Namanya itu Jinandra Dwiputra Dananjaya. Tapi kita panggil saja Jinan ya, laki-laki dengan 1001 keajaiban di tangannya dan isi kepalanya. Semua orang yang baru pertama mengenalnya itu akan menganggap manusia itu terlalu cuek dan tidak peduli, acuh serta galak! Dia itu memang galak sih, dari matanya saja sudah kelihatan apalagi kalau sedang serius pasti langsung ciut. Perihal bagaimana aku jatuh cinta dengan manusia aneh itu adalah yang seperti ku katakan tadi, jatuh cinta memang membuatnya nampak sempurna karena perasaan itu sengaja diciptakan seapik itu.

Aku Kala Geoputra Adhyaksa, kalau kalian ingin tau, Jinan biasa memanggilku Lala katanya supaya lebih akrab, tapi sayangnya aku benci panggilan itu karena terkesan terlalu cewek. Ya, manusia yang satu ini ku akui sangat payah dalam jatuh cinta karena kelewat tolol kalau sudah berurusan dengan perasaan itu. Makanya, kadang takut juga kalau merasakan lagi. Tapi, perasaan jatuh cinta dengan Jinan aku merasa menjadi manusia terhebat sepanjang masa.

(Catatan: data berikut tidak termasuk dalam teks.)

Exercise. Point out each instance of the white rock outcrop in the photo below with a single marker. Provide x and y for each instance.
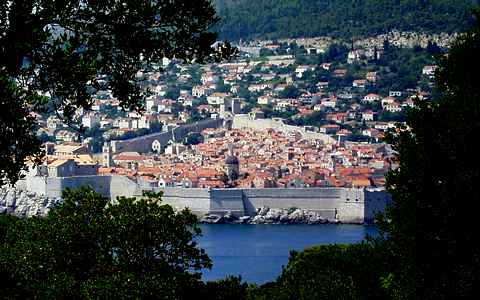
(24, 204)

Laki-laki itu paket lengkap. Aku suka. Aku suka dia, iya aku jatuh cinta dengan manusia itu.

“Jinan, terimakasih sudah jadi tempat pulangku” kataku. Saat itu sedang hujan dan kita berdua sedang berteduh di depan toko yang sudah tutup. Badan kita berdua sudah basah kuyup karena Jinan lupa membawa mantel. Kita habis dari taman karena aku sedang dirudung duka yang mendalam dan Jinsn selalu menawari tempat bersandar.

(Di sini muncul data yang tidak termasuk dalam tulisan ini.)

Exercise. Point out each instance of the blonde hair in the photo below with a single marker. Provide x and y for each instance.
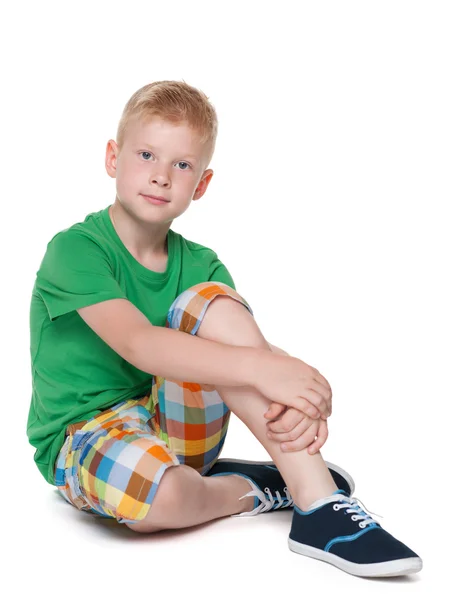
(173, 101)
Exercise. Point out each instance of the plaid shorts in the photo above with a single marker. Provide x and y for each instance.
(111, 465)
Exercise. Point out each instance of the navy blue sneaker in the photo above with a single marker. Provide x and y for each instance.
(265, 476)
(338, 531)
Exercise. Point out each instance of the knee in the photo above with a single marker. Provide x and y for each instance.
(167, 502)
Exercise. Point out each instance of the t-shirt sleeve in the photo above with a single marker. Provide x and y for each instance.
(75, 272)
(219, 272)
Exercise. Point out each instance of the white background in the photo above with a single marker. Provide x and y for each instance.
(329, 207)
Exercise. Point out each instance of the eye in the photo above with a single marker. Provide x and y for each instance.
(181, 162)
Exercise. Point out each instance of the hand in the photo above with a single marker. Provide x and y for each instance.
(295, 429)
(290, 381)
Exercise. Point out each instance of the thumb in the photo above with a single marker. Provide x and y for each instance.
(274, 410)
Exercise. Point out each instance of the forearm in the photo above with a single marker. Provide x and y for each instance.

Mendengar penuturanku, Jinan hanya menoleh lalu tertawa keras. Entah apa artinya padahal aku juga sedang tidak melawak, “jangan”

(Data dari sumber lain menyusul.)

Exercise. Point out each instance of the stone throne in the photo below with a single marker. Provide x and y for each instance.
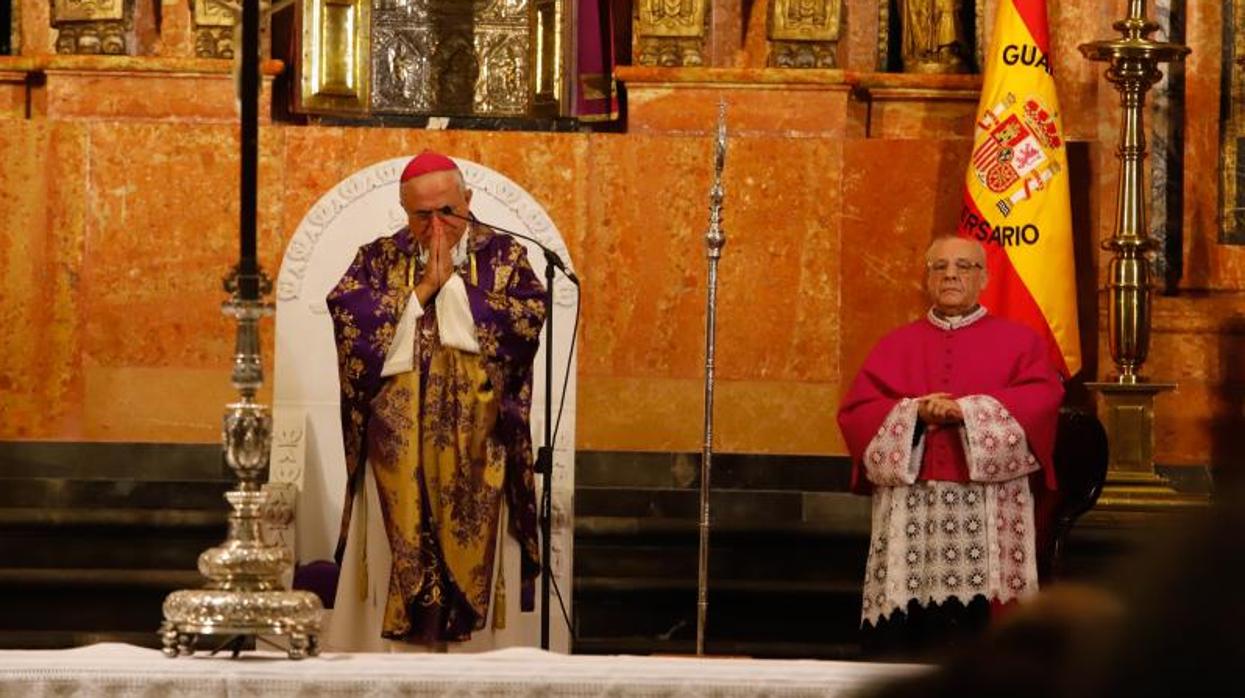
(308, 462)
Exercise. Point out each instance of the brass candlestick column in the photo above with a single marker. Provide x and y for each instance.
(1128, 400)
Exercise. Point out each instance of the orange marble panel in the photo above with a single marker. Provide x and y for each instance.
(645, 264)
(184, 90)
(146, 403)
(921, 113)
(42, 210)
(772, 101)
(162, 234)
(669, 414)
(14, 95)
(644, 261)
(888, 222)
(1209, 265)
(858, 40)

Aku menaikkan satu alis, bingung, “jangan apa?”

“jangan anggep gue rumah soalnya gue bisa pergi kapan aja” katanya begitu, maniknya menatapku lekat tapi senyum manisnya masih tertera di wajahnya. Aku masih bingung tapi aku memilih menikmati senyum itu ketimbang memikirkan soal perkataannya.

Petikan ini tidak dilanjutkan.